The founders of Shot prototyped the attachment, comprised of two lenses, for months to arrive at the current solution. It’s easy to slide on and off your phone and meshes perfectly with the iPhone’s cameras.
It seems like sharing 360-degree content is the corollary of the way we already share our experiences visually everywhere we go in the form of Instagrams, Snapchats, Youtube videos, and Facebook mobile uploads. Last week, Facebook began rolling out 360-degree content in the Facebook Newsfeed. However, supporting 360-degree comes with a new set of challenges for both app makers and consumers. How do you make the things you want to share look good with this form of media? How do you make an app that doesn’t necessitate having a Google Cardboard all the time, but still shows off the 360-degree content? Will small VR viewers like Google Cardboard become ubiquitous?

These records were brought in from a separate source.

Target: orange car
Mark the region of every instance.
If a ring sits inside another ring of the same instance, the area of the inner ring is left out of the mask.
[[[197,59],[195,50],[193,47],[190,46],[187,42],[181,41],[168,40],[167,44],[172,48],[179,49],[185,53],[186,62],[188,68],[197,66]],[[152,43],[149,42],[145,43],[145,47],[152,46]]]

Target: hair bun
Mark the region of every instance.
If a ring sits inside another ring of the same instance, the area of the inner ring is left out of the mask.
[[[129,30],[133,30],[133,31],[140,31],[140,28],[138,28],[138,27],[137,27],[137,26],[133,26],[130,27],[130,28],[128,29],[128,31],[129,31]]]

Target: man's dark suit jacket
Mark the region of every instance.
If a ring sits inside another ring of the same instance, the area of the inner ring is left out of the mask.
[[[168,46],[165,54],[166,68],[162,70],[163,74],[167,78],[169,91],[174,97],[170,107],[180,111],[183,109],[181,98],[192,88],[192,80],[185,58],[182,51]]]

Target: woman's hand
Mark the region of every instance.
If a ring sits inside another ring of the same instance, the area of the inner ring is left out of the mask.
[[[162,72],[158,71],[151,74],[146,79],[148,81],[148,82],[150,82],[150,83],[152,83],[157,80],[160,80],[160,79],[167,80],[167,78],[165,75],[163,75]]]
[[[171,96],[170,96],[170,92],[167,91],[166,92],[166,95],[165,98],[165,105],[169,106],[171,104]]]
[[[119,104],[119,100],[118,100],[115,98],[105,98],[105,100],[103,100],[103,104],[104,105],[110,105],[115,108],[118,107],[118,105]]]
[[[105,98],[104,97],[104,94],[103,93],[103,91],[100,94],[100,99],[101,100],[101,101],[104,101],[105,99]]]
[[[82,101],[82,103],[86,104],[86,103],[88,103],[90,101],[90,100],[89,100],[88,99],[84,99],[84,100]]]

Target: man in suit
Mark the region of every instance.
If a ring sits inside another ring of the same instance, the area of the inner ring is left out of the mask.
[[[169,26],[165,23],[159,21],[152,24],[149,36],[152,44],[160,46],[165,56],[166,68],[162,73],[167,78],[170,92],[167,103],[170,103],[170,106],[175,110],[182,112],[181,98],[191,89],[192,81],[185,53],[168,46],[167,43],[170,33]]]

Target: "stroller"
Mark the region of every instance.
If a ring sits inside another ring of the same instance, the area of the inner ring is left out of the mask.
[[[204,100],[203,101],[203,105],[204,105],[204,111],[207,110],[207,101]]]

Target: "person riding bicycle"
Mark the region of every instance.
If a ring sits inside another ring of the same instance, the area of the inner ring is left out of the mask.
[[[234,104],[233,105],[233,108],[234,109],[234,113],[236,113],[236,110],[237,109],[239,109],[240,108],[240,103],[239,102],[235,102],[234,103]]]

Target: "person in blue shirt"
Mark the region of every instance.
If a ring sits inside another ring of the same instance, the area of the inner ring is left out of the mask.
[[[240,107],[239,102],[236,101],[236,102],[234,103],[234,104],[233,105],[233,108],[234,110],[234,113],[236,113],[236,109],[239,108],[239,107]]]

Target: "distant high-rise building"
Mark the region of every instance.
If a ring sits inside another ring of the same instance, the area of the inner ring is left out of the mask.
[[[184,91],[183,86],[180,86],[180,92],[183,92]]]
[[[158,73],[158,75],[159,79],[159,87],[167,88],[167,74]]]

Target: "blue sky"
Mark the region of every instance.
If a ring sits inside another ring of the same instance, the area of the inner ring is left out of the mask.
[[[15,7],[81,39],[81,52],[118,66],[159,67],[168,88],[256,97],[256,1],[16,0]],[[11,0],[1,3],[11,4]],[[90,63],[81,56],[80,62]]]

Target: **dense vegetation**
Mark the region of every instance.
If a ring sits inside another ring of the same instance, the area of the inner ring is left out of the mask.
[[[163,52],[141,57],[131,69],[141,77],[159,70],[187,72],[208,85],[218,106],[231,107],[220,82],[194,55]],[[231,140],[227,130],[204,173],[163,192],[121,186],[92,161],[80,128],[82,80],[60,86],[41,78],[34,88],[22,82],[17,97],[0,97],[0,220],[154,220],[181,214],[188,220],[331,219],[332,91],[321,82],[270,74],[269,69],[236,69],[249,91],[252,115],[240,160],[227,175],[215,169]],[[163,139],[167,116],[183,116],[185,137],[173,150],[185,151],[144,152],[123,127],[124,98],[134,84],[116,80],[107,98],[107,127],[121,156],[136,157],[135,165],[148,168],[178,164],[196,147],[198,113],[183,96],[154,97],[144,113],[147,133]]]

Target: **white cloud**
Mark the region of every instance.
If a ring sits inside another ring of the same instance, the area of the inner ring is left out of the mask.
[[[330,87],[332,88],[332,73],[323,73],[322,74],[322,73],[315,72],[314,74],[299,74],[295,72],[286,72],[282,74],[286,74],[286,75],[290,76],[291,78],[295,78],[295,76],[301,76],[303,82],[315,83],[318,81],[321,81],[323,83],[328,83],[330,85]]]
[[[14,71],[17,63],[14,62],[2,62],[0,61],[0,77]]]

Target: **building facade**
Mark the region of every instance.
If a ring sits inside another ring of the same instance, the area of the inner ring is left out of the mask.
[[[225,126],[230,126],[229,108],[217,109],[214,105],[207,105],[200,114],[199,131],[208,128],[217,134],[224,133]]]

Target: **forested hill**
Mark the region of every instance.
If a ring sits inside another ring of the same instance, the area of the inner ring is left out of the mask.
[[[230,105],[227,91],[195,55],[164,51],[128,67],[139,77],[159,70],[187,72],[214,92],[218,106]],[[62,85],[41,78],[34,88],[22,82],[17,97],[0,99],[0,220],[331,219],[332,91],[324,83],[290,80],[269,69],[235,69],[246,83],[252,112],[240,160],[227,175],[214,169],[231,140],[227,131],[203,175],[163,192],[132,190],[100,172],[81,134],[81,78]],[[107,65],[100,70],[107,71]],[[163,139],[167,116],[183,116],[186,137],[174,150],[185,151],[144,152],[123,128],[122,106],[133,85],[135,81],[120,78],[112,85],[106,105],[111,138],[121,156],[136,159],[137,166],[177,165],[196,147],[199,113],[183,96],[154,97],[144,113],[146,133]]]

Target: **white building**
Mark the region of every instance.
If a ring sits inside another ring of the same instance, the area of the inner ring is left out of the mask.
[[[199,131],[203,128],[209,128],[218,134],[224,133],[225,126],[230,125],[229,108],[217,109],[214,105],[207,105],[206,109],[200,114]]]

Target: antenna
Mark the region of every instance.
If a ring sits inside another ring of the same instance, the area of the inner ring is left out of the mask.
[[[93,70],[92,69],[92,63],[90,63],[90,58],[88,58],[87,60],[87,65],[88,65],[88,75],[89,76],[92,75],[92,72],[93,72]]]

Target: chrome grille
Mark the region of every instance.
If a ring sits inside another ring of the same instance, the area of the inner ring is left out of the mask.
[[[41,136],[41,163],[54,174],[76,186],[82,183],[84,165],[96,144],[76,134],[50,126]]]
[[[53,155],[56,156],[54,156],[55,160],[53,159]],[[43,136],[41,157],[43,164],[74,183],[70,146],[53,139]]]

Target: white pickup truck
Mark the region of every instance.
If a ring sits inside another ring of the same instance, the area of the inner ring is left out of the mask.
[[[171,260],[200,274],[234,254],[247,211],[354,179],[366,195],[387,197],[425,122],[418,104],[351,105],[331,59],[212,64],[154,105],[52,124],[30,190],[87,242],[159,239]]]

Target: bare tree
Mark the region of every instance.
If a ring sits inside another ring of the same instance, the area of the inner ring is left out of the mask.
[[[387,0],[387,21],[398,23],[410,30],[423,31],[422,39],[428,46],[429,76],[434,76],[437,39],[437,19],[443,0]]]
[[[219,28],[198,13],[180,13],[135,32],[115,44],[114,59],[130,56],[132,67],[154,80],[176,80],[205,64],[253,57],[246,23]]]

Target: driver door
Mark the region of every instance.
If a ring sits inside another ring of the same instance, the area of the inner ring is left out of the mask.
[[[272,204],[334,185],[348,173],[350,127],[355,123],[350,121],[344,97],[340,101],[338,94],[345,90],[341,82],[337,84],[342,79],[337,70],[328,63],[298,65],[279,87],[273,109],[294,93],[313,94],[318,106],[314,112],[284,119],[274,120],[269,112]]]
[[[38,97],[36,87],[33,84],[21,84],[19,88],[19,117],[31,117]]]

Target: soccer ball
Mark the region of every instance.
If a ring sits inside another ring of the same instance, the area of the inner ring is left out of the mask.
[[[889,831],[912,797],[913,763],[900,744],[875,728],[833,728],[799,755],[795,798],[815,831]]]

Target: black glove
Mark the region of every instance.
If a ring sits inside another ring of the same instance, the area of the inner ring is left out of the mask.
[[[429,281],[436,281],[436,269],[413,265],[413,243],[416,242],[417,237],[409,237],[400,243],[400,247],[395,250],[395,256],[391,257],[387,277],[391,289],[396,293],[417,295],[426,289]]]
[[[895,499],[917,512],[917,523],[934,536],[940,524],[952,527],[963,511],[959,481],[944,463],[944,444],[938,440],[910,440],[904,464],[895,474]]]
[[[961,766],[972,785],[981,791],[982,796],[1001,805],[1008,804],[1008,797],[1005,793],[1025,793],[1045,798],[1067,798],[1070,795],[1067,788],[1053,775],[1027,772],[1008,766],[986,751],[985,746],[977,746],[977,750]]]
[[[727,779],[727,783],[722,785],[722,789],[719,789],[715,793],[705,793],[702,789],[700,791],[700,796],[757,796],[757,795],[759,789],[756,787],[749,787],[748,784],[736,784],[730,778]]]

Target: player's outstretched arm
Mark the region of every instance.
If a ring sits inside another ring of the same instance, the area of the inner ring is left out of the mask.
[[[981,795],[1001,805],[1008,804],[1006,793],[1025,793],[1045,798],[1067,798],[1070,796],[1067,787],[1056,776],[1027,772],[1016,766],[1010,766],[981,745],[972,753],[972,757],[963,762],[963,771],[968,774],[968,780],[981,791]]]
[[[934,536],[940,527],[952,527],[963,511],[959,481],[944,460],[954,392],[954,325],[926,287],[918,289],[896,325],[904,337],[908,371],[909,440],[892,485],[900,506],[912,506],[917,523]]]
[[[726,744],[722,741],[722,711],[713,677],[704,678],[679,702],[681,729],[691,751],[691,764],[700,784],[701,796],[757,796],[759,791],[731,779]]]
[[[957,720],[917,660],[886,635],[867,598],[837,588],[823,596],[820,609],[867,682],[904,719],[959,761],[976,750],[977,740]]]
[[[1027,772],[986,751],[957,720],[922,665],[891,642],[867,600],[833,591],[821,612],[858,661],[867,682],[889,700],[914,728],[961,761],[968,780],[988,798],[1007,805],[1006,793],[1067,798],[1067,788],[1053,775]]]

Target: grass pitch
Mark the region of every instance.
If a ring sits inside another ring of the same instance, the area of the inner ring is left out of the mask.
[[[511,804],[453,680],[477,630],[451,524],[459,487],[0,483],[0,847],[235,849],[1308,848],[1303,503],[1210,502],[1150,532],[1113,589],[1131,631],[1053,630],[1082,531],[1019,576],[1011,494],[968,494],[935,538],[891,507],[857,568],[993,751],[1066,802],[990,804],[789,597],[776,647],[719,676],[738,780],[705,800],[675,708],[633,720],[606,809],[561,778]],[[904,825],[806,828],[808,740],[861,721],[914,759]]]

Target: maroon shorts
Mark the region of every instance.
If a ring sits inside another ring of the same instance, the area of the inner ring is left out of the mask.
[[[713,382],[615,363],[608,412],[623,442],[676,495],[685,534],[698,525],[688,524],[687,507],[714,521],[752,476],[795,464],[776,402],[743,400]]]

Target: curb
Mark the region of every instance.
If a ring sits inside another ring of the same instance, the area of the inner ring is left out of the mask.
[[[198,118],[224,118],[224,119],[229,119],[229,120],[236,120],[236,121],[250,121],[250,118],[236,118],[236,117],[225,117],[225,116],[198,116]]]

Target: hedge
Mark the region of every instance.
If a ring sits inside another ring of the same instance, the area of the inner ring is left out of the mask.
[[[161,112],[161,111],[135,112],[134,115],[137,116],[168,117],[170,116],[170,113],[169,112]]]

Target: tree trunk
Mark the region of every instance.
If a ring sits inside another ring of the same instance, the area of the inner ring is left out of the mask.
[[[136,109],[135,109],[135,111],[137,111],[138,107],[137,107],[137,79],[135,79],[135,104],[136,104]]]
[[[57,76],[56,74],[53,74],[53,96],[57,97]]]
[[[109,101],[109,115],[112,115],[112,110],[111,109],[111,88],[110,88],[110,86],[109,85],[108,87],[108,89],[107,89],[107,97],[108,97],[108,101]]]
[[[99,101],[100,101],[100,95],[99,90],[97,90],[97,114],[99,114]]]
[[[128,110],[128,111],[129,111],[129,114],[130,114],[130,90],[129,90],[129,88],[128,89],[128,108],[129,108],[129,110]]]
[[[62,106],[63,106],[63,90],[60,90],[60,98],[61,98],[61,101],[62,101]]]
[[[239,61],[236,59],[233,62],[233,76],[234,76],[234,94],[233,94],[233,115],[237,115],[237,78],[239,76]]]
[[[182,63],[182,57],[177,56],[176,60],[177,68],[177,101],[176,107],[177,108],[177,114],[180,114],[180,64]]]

Previously working at Spain social network Tuenti as engineers, William and Jorge are focusing their expertise on answering some of these questions with their Shot app. As a viewer, you can toggle between preview, full screen, and full screen with VR headset modes in the Shot app by using a small screen tap or changing the orientation of the phone from portrait to landscape. Or, contribute by opening the app, sliding on the attachment, and shooting VR with one click. They are hoping to finalize the product and scale with Kickstarter’s help. Unofficial early reports are that the price of the lens attachment will fall in the range of $90 to $100.
While I have not seen the output from using Shot in person yet, it may be the optimal choice for many given its price and compactness (if only I had an iPhone)!